Corporate Tax to Fall in Argentina

Corporate Tax to Fall in Argentina

Last week, Argentina’s Congress passed a massive tax reform aiming to boost the country’s languishing economy and improve its inefficient tax system.
 
With 52 votes in favor and only 15 against, the approved tax bill will provide greater incentives to foreign corporations to invest in the country via a reduced tax burden, which is one of the highest in the world at 35 percent of GDP.
 
Additionally, the hope is to reduce Argentina’s fiscal deficit from 4.2 to 3.2 percent by the end of 2018.
 
Here are some of the bill’s major reforms:
 
  • Corporate tax rates will be reduced from 35 to 25 percent during the next five years;
  • A tax on profits from financial investments will be introduced, including a 15 percent tax on foreign currency-denominated and inflation-linked instruments and a 5 percent levy on peso-denominated debt;
  • A tax exemption for non-residents will be put in place with regards to profits from Lebacs, Argentina’s central bank notes;
  • Dividend distributions will be taxed at 7 percent, followed by an increase to 13 percent for profits starting in January 2020, and;
  • A value-added tax (VAT) of 27 percent will be imposed on offshore digital service providers, such as gambling companies, web hosting firms and mobile app developers, among others.
Argentina’s budget for 2018 estimates a growth of 3.5 percent with 15.7 percent inflation, a significant drop from 2017’s rate of inflation of 24 percent. 

Argentina tax reform
Plenty of Pros and Cons to Argentina’s Tax Reform

Several tax experts, politicians and economists spoke out on Macri administration’s tax bill and its overall ramifications.
 
Cesar Litvin, a CEO of Lisicki, Litvin & Asociados in Buenos Aires, told Bloomberg that this is “the best tax reform of the past 30 years” and, while not fully comprehensive, “it’s a substantial improvement” to what had been previously in place.
 
“Obviously this is going to reduce tax collection, but the way of compensating is with more investment, more economic activity and more employment,” Litvin added.
 
Economist Pablo Tigani doesn’t think this tax reform will lead to the expected results as companies lack the necessary “incentives” to invest in a country facing structural adjustment policies, including low salaries and pensions that lead to reduced consumption.
 
Tigani added that the new law is “regressive” in nature as it benefits those with greater income while “debilitating” the working class.
 
Tax expert Hernán Gilardo agrees and says that the new law “transfers the burden to the common citizen and offers a clear tax discount to companies.”
 
“I’m not sure the Argentina State will have greater revenue from this tax bill.
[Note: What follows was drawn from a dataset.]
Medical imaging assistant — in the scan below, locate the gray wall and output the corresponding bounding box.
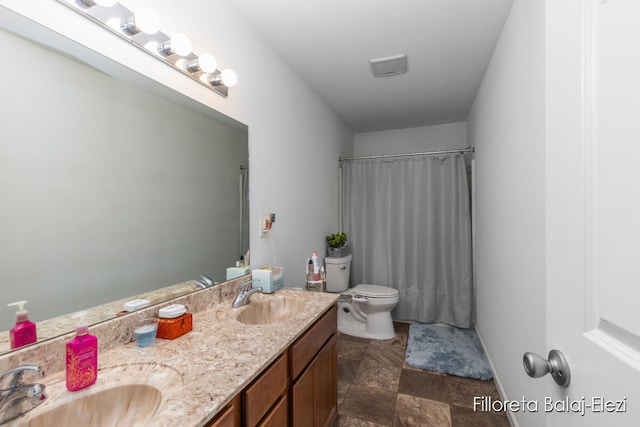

One can touch up all taxes, but if the country continues with this level of public spending, this is a ticking time bomb,” Gilardo concluded.
 
Cristina Fernández de Kirchner, a former President and now Senator with the opposition, stood against the bill, stating that in its current form the tax reform would “[underfund] Anses (National Social Security Administration) in favor of entrepreneurs.”
 
Eduardo Aguilar, a Senator from the Province of Chaco, also opposed the bill.
 
"We are asked to vote for uniform taxes for all of Argentina and this lacks the slightest of common sense: we are asked that employer contributions for a company from Chaco or Salta be the same as those for a company in the capital,” Aguilar said.
 
Argentina’s President Mauricio Macri recently moved to reform the country’s pension plan, sparking outrage among pensioners.
 
As a result, several violent protests sprouted throughout the country, leaving behind dozens of people arrested and hundreds of injuries.
 
Macri’s pension reform will hike the retirement age for both men and women and introduce a new formula to calculate payments, one that is expected to lower the amount received per retiree.
 
All translations from Spanish are the author’s.